I continued to revolve these and such like thoughts throughout the entire night. The wine I had drunk fevered and excited me, and added to that disturbed state which my own self-accusings provoked. Doubts, too, flitted across my mind whether I ought not to have maintained a perfect silence towards the others, and reserved all my eloquence for the poor girl herself. I imagined myself taking her hand between both mine, while, with averted head, she sobbed as if her heart would break, and, saying, “Be comforted, poor stricken deer! be comforted; I know all. One who is far from perfect himself, sorrows with and compassionates you; he will be your friend, your adviser, your protector. I will restore you to that home you quitted in innocence. I will bring you back to that honeysuckled porch where your pure heart expanded in home affections.” Nothing shall equal the refined delicacy of my manner; that mingled reserve and kindness – a sort of cross between a half-brother and a canon of St. Paul’s – shall win her over to repentance, and then to peace. How I fancied myself at intervals of time visiting that cottage, going, as the gardener watches some cherished plant, to gaze on the growing strength I had nurtured, and enjoy the luxury of seeing the once drooping flower expanding into fresh loveliness and perfume. “Yes, Potts, this would form one of those episodes you have so often longed to realize.” And then I went on to fancy a long heroic struggle between my love and that sentiment of respect for worldly opinion which is dear to every man, the years of conflict wearing me down in health, but exalting me immensely in every moral consideration. Let the hour of crowning victory at last come, I should take her to my bosom and say, “There is rest for thee here!”
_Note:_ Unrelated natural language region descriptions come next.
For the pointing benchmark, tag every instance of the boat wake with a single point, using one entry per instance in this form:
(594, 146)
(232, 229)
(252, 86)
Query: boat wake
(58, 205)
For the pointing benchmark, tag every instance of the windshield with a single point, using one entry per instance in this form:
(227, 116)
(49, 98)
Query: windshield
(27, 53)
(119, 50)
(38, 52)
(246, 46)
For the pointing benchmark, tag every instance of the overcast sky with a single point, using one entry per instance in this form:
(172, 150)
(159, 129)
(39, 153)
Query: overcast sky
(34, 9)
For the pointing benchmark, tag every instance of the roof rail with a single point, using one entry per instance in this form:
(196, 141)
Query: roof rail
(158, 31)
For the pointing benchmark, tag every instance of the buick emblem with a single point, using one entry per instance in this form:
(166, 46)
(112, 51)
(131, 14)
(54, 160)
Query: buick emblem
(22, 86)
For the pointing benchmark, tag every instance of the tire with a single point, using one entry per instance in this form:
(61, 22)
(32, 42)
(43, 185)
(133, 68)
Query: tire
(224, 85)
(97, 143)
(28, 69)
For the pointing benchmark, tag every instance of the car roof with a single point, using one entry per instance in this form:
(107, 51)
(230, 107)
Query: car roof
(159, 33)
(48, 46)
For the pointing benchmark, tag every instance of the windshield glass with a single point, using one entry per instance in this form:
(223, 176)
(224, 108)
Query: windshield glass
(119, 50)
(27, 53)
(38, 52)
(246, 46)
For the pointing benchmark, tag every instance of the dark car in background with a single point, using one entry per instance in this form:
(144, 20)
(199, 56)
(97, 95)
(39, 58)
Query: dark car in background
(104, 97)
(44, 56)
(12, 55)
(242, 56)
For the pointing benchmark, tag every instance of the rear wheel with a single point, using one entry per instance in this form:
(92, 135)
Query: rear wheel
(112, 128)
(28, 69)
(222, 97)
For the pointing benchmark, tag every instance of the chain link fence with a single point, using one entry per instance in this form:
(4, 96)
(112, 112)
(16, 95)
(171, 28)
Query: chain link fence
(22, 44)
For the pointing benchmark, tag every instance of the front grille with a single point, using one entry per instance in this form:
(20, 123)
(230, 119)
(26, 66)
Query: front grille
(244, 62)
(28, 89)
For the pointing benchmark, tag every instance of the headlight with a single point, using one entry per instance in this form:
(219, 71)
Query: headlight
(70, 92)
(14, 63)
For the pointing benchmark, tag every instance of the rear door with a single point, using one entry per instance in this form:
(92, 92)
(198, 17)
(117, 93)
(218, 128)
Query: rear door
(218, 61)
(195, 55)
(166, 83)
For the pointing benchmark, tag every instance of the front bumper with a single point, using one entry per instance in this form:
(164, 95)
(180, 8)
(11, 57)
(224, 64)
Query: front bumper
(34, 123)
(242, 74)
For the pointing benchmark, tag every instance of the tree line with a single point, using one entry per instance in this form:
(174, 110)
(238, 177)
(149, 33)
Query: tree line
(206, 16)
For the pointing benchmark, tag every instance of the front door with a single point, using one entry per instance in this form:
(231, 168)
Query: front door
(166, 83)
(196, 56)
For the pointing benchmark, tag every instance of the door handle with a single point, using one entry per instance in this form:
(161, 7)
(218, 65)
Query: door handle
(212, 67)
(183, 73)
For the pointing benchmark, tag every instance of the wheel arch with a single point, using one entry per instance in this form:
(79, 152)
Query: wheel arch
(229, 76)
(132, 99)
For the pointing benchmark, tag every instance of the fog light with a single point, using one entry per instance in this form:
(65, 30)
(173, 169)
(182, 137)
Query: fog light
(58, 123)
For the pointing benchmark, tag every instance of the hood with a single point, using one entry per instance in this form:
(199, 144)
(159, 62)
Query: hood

“His Excellency begs that you will call at the legation, as early as you can, this morning,” said a waiter, entering with the breakfast tray; and I now perceived that I had never gone to bed, or closed my eyes during the night.

“How did this message come?” I asked.

“By the chasseur of his Excellency.”

“And how addressed?”

“‘To the gentleman who dined yesterday at the legation. ‘”

I asked these questions to ascertain how far he persisted in the impertinence of giving me a name that was not mine, and I was glad to find that on this occasion no transgression had occurred.

I hesitated considerably about going to him. Was I to accept that slippery morality that says, “I see no more than I please in the man I dine with,” or was I to go boldly on and denounce this offender to himself? What if he were to say, “Potts, let us play fair; put your own cards on the table, and let us see are you always on the square? Who is your father? how does he live? Why have you left home, and how? What of that horse you have – ”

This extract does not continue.